The ICC and National Extradition Law
Last updated: June 2026
A parallel legal system
The International Criminal Court (ICC) may request that contracting states surrender accused persons. The relationship with national extradition law is governed by the ICC Act (IStGHG) of 2002. The ICC Act and the IRG are parallel legal systems: ICC requests are governed by Sections 1 ff. IStGHG; bilateral and multilateral extradition requests are governed by the IRG.
Priority of the ICC
Under Article 90(2) of the Rome Statute, an ICC surrender request generally takes priority over a competing state extradition request where the contracting state is obliged to cooperate with the ICC. In practice, situations of competing requests have arisen — most prominently the Netanyahu/Gallant case (2024): the ICC arrest warrant against Israeli officials triggered an obligation to surrender for EU member states that collides with diplomatic considerations and national granting decisions.

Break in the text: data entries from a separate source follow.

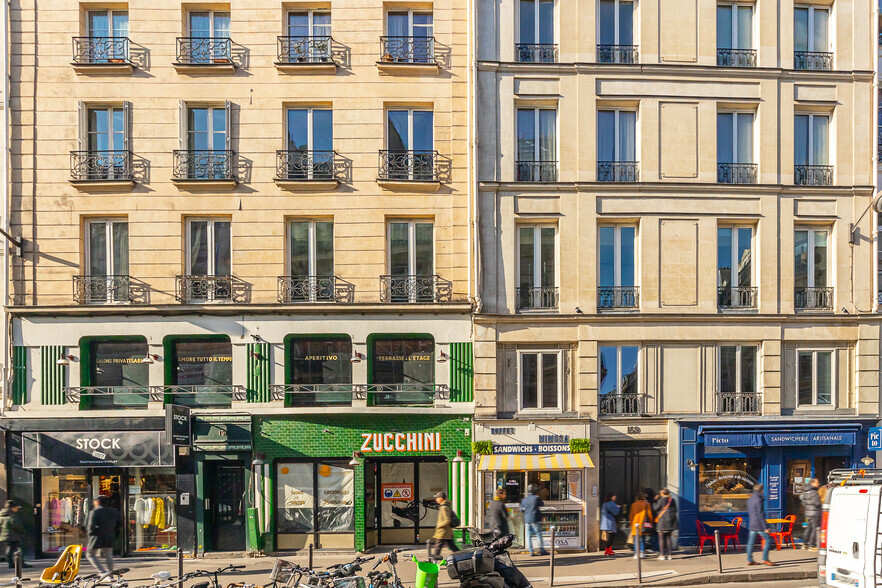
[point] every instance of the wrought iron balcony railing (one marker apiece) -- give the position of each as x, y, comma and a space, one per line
424, 289
102, 289
618, 297
101, 50
220, 396
814, 298
543, 297
416, 50
618, 171
294, 289
198, 289
203, 164
536, 171
736, 173
617, 54
813, 175
813, 60
736, 296
626, 404
735, 403
736, 57
96, 166
536, 52
421, 166
310, 165
294, 50
205, 51
110, 397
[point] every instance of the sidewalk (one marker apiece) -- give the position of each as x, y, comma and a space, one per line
588, 570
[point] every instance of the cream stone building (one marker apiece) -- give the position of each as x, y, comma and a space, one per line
260, 210
676, 251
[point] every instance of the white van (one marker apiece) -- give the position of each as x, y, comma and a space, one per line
850, 554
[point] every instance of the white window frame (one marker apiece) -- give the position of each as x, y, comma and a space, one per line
539, 395
833, 378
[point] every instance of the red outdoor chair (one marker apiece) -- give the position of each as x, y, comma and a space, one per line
702, 536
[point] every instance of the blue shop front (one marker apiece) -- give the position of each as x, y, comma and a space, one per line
720, 463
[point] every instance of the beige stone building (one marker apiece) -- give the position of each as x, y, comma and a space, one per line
676, 251
260, 210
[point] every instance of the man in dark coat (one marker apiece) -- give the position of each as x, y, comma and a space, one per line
102, 527
757, 525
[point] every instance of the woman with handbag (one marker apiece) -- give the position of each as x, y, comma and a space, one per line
665, 522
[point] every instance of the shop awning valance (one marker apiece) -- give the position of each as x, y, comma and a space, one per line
553, 461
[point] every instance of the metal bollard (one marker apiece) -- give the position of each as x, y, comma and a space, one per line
717, 547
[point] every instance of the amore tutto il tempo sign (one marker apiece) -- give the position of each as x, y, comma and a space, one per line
400, 442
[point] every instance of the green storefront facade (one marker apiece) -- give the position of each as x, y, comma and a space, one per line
352, 481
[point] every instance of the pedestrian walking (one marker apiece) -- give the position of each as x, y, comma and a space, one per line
530, 506
498, 514
756, 524
12, 531
447, 520
608, 525
811, 504
102, 527
640, 518
665, 522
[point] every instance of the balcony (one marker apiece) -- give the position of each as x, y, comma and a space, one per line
536, 171
626, 54
110, 397
413, 170
736, 173
195, 289
311, 170
736, 57
813, 175
625, 404
102, 55
541, 298
618, 171
813, 298
413, 55
738, 403
618, 297
306, 289
536, 53
736, 297
102, 170
215, 396
813, 60
108, 290
415, 289
306, 54
207, 55
204, 169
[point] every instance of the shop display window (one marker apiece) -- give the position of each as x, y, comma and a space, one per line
724, 485
152, 524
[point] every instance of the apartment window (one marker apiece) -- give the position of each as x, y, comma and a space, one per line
814, 378
616, 32
536, 41
618, 380
617, 287
540, 382
537, 145
735, 164
735, 35
811, 268
811, 48
738, 379
616, 146
735, 267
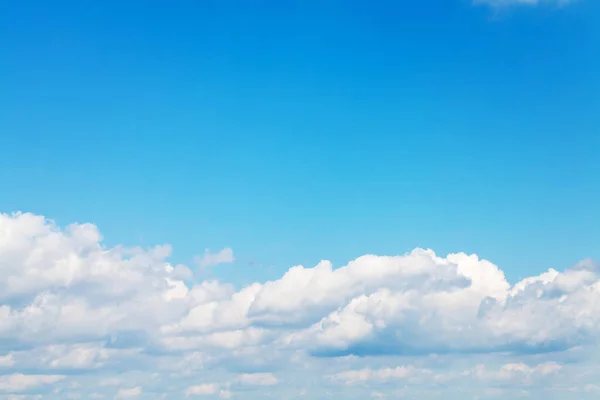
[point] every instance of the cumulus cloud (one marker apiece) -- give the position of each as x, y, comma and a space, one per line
21, 382
128, 393
258, 379
76, 312
204, 389
208, 259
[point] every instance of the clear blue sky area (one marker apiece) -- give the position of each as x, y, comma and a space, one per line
294, 131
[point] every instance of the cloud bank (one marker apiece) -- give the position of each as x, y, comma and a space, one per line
78, 318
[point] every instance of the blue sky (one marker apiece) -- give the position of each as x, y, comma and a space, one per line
298, 131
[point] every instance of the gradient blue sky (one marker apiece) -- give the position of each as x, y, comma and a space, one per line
294, 131
284, 133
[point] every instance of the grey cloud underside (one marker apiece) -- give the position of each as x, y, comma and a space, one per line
69, 304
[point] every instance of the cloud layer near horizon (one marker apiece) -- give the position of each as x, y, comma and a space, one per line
78, 318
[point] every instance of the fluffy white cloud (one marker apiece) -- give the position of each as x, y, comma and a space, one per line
204, 389
209, 259
258, 379
21, 382
75, 314
129, 392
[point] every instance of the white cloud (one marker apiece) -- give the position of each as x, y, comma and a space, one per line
20, 382
69, 303
352, 377
258, 379
7, 360
127, 393
204, 389
209, 259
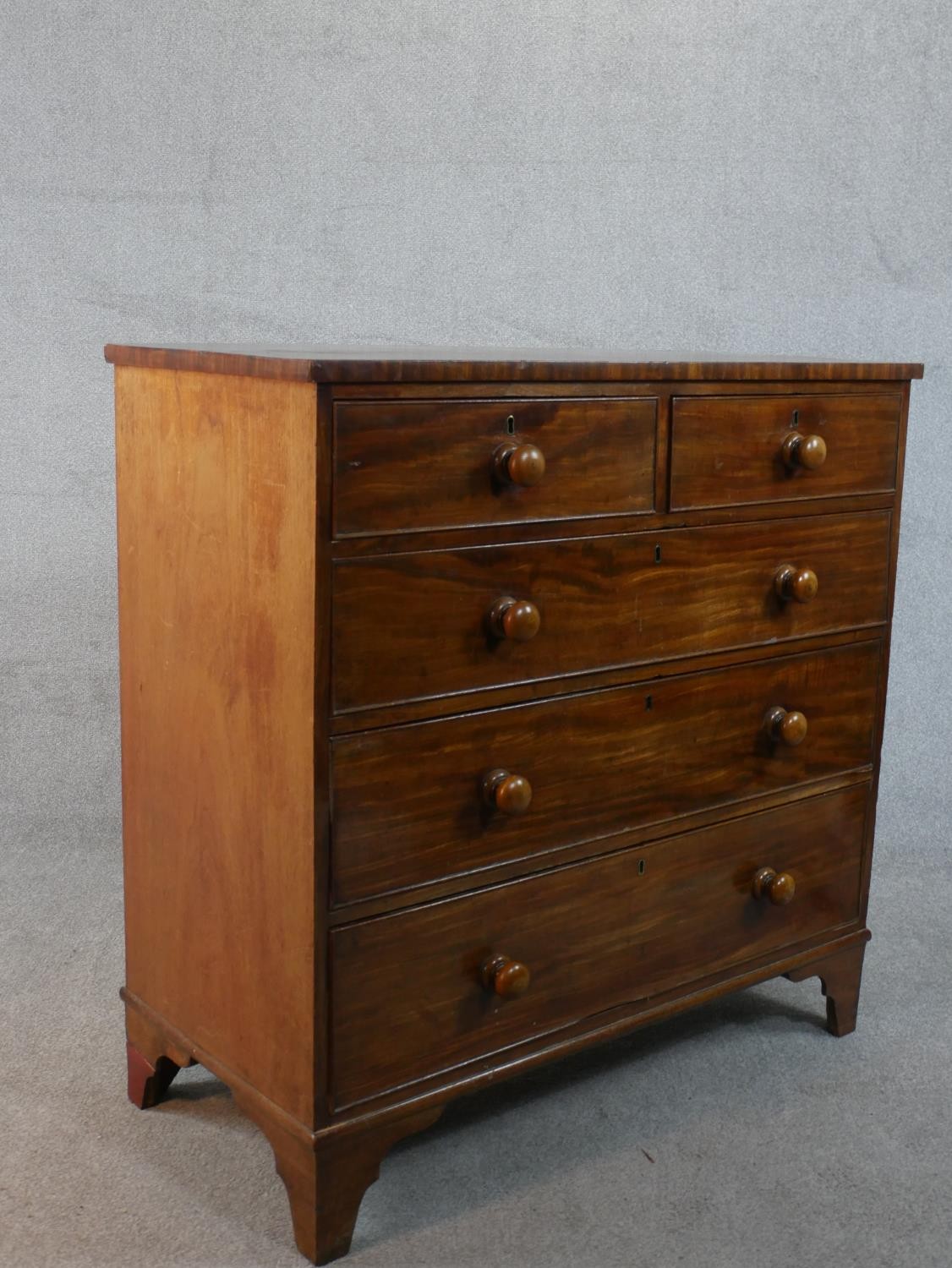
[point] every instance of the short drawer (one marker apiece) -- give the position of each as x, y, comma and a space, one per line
730, 451
416, 626
429, 801
416, 993
436, 464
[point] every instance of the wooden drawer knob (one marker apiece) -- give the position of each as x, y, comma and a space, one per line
786, 725
507, 793
779, 888
807, 451
799, 583
515, 619
505, 976
518, 464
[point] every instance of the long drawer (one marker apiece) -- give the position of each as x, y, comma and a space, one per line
591, 936
729, 451
418, 803
425, 624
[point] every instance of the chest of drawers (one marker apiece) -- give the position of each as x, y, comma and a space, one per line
478, 709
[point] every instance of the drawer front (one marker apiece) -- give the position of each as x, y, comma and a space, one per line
729, 451
434, 464
408, 992
416, 626
413, 804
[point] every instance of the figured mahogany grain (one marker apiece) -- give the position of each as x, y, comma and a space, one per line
410, 801
408, 994
380, 365
216, 533
729, 451
405, 466
413, 626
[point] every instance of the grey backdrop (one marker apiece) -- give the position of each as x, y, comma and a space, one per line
748, 177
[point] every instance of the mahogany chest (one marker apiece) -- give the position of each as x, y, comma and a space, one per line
480, 707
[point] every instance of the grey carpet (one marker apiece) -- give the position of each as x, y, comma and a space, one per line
738, 1135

The legal position in Germany
Germany has ratified the Rome Statute (BGBl. 2000 II p. 1393) and brought the ICC Act into force. In the case of an ICC surrender request, the Higher Regional Court (Oberlandesgericht, OLG) reviews admissibility under Sections 2 ff. IStGHG. In 2000 the Federal Constitutional Court (Bundesverfassungsgericht, BVerfG) amended Article 16(2) of the Basic Law in order to make surrenders to the ICC possible — a step that does not apply to regular extraditions of a state's own nationals.